When building your architecture, you should design it so that things you do every day are easy.

Displaying all the posts on a blog is a thing you do every day. So is getting the number of members who signed up today. So is looking up a user by email. So don’t make them hard.

Things Every Geek Needs

I tend to like comparing working with computers to working with cars. I’m not sure why. I think it probably has to do with the fact that everyone has a vague idea of what mechanics do, but computers are often seen as a black magic.

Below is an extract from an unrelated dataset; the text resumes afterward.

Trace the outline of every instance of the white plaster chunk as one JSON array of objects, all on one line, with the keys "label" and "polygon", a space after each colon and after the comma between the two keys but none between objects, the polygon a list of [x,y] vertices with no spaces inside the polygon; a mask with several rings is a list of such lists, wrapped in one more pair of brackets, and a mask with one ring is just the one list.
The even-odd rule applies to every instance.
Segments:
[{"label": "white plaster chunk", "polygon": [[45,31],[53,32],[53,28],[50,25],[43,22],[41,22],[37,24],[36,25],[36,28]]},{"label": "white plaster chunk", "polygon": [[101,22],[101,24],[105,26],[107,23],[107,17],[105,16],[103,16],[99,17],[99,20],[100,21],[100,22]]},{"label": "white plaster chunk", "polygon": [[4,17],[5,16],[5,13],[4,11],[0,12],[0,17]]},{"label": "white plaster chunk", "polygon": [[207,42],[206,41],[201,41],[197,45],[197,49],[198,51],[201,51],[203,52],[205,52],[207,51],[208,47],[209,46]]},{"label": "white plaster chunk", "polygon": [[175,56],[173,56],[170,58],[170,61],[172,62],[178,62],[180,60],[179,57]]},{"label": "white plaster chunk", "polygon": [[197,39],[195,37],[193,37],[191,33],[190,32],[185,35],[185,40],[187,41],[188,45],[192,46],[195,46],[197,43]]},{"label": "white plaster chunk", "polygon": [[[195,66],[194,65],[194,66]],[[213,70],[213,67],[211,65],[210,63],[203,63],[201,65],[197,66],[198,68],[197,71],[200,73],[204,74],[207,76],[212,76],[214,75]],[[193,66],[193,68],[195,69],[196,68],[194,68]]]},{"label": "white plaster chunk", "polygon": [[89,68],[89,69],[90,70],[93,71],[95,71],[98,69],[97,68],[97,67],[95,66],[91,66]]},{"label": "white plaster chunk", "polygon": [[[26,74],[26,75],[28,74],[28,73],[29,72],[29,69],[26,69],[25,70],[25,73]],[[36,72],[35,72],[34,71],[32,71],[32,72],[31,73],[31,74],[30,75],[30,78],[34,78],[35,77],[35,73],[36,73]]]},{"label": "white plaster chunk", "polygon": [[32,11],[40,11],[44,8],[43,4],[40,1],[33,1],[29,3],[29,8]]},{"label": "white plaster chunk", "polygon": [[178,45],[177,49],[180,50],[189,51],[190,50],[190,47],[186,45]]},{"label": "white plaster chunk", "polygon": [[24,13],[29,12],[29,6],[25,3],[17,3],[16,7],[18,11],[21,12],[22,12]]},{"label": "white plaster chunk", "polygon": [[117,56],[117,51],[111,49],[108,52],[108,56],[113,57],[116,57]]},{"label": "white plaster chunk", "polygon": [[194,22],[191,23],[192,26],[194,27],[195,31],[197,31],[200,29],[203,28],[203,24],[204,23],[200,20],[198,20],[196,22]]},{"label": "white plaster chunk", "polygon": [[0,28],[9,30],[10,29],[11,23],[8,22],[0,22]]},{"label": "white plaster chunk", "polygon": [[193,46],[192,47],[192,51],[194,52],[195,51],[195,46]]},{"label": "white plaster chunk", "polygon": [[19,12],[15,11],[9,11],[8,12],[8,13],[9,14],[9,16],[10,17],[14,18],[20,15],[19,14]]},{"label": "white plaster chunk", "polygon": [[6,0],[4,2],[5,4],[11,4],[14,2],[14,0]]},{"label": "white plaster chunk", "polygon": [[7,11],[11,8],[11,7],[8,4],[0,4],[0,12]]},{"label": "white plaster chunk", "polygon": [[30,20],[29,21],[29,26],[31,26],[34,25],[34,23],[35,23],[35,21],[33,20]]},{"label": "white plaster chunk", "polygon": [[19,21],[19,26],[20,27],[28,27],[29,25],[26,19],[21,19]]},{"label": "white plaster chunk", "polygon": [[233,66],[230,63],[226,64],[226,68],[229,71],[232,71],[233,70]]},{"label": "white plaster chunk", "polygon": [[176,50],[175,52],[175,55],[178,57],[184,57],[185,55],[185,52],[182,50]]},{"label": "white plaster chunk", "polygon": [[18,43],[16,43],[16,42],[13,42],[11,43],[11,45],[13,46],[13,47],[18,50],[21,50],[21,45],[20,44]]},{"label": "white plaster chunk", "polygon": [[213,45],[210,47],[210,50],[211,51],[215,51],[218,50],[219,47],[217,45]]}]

So here’s a list of things that I’ve found handy to have in my “garage,” because you never know when you’re going to need them:

  • Extra power cables. USB, power, and Ethernet, at least.
  • Extra USB peripherals, especially a keyboard.
  • A USB CD drive.
  • A USB-to-ATA and USB-to-SATA adapter. You use it once and it’s instantly worth it. I have a bunch of old hard drives, and I can just throw this little adapter into the back of the bare drive, use the included power adapter, and I’ve got a “USB” hard drive made out of an internal drive. Don’t consider buying one without SATA support or it’ll be obsolete.
  • A copy of the Ultimate Boot CD. It’s ancient (mostly DOS-based), so it sometimes has a hard time seeing a 2TB SATA disk connected off of USB or going through an SAS controller, but kind of like the USB-to-(S)ATA adapter, if you use it once you’ll sing its praises forever. It’s bailed me out repeatedly, and does everything from testing drives to checking RAM to doing CPU load-testing… Oh, and I recovered (!) a totally-destroyed boot sector after a botched OS upgrade once. I was flipping out trying to figure out if I’d managed to screw things up for good, and I ran one little tool that just fixed everything. I believe it has some nifty utilities for things like resetting Windows passwords, too, though it’s been ages since I used them and I’d be surprised if they worked on modern systems.
  • A Linux live CD. I like Ubuntu, just because it’s easy and works on most everything. (Knoppix is an old favorite too.) It’s not for installing over things (although that’s cool too…); it’s for rescuing data. An Ubuntu Live CD will speak many more file formats than Windows. Boot a messed-up machine from this, and use your USB-to-(S)ATA adapter to copy files over to an external disk… And since it boots to a full OS and not just a rescue shell, you can do things let get it to use your wireless NIC so you can use Firefox to look up information while you’re working. (And an added bonus: use it to verify whether your NIC is bad or it’s just your OS install that won’t see it… Unless, of course, Ubuntu’s Live CD doesn’t support it, but it’s 3 for 3 right now.)
  • A set of screwdrivers. Big and small. Mostly small.
  • Some Torx screwdrivers. I held out for a long time, and eventually bought a cheap set at Radio Shack. I wish I’d done it much sooner. It turns out a lot of things use Torx screwdrivers.
  • A whole, unformatted hard drive with huge capacity. Back everything up if things get scary, whether it’s because a drive is clicking or because you’re doing a major OS upgrade. It’s really worth the money to keep a 1TB+ drive that you never use. (And with the USB-to-(S)ATA adapter, you can get a cheaper internal drive, even.)

I used to keep a thumb drive with handy Windows utilities, too, but I haven’t done much with Windows lately. It had things like a bunch of SysInternals tools, CCleaner, Defraggler, and Recuva… Portable Firefox, and trial installers for anti-virus software. Revo Uninstaller. Back in the day I had Ad-Aware, too; not sure if it’s useful these days or not. Ninite is cool but not really meant for a thumb-drive. Actually, pretty much everything in Lifehacker’s How to Fix Your Relatives’ Terrible Computer is really good. Photorec is super-obscure and not easy to use for non-geeks, but it does its job amazingly well.